In 1847, Sir John Franklin and a crew of 128 men disappeared without a trace while searching for the Northwest Passage, a sea route connecting the Atlantic and Pacific oceans.
175 years later, a team of National Geographic explorers traveled to the Arctic to find evidence of their fate.
Explorer Mark Synnott and Nat Geo photographer and filmmaker Renan Ozturk navigated their way through a maze of potentially deadly sea ice in the Northwest Passage looking for answers.
"Our goal was to kind of recreate what Franklin went through," said Ozturk to Eyewitness News. "They found the ships recently, but they never found the captain of his capers.

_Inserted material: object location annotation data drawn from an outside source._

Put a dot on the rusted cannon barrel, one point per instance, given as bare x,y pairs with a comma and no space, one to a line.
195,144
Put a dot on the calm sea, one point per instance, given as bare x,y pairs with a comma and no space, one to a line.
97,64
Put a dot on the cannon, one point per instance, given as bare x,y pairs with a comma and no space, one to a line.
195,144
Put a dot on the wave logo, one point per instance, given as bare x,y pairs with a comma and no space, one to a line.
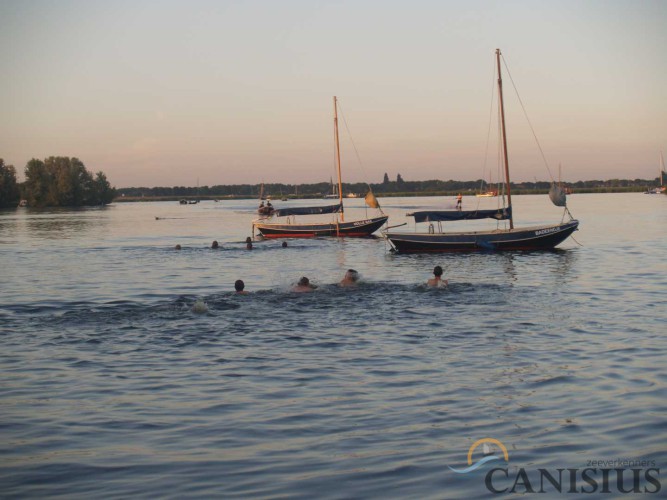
488,455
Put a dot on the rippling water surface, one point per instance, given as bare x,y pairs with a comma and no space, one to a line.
113,387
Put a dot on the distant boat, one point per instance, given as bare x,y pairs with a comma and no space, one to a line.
529,238
263,209
334,192
337,227
487,194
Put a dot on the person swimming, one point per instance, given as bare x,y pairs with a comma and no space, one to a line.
350,279
437,280
239,286
304,285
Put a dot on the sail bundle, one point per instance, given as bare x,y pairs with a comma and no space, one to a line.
557,195
456,215
327,209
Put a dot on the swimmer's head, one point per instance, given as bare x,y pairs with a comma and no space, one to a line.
352,275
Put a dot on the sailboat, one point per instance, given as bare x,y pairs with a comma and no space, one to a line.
661,172
490,192
333,194
528,238
337,227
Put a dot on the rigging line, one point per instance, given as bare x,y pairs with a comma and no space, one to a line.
354,146
488,132
528,119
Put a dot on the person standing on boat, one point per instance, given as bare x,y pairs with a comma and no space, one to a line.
437,280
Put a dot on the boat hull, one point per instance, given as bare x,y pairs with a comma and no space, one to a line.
533,238
357,229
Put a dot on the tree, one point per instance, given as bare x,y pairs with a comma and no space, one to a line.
9,189
37,183
64,181
104,193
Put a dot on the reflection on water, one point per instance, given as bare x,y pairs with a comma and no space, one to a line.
113,386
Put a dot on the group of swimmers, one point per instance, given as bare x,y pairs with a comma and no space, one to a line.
350,279
216,246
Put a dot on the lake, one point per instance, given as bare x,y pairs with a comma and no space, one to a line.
113,387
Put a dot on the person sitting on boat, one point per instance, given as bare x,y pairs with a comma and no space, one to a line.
350,279
437,280
239,287
304,285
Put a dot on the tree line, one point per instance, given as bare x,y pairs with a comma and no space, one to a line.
387,186
57,181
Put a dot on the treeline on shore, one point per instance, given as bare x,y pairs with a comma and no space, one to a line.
57,181
399,187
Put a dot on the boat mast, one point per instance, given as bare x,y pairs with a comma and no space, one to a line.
504,135
340,181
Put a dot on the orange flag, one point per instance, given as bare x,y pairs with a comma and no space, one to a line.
371,200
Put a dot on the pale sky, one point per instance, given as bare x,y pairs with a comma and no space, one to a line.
162,93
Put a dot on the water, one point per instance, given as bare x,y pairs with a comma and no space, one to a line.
113,387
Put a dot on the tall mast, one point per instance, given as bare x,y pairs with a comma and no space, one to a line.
340,181
504,135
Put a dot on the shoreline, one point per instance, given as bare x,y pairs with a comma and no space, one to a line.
515,192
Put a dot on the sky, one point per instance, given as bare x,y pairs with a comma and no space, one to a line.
165,93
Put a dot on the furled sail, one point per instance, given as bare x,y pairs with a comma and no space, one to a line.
328,209
454,215
371,200
557,195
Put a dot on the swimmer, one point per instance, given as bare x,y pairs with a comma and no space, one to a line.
239,287
350,279
199,306
437,280
304,285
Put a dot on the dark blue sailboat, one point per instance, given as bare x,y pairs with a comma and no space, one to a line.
527,238
338,225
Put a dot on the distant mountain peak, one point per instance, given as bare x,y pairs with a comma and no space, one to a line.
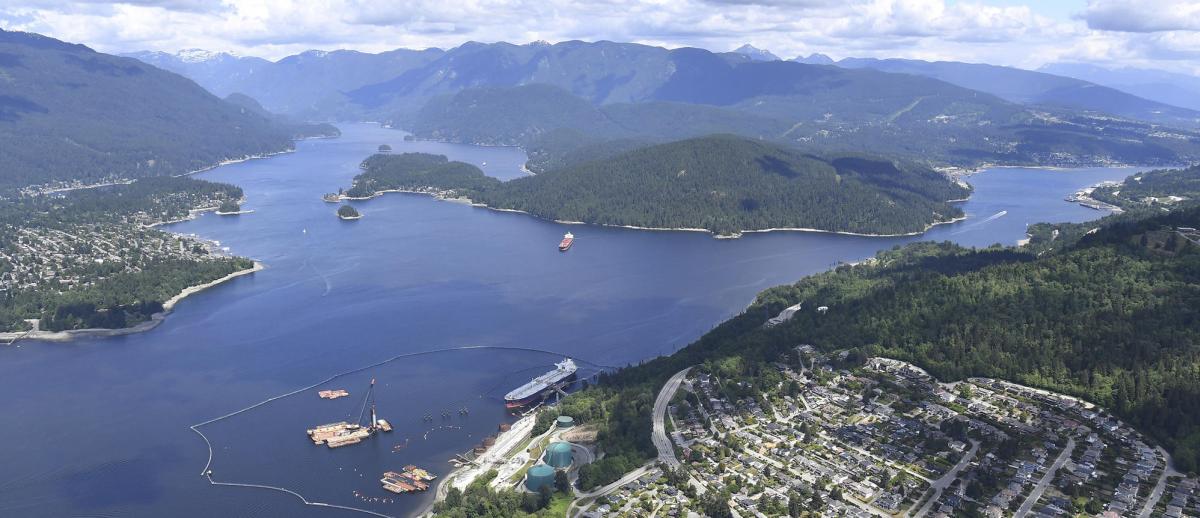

So, we thought what better way to do this and solve a mystery is to put ourselves in the same position."
The team sailed from Maine to Greenland, before encountering similar issues in the Arctic, where they entered what Ozturk describes as a "complicated" maze of ice.
"We got stuck in the ice for over ten days," the filmmaker recalls. "We almost suffered the same fate."
The adventurous effort to unlock the mystery is chronicled in this month's edition of National Geographic and an upcoming hour-long special, titled 'Explorer: Lost in the Arctic.'
"Hopefully we'll just get people more and more interested in not only the Franklin mystery, but the state of the north."
'Explorer: Lost in the Arctic' premieres August 24th on Nat Geo and August 25th on Disney+.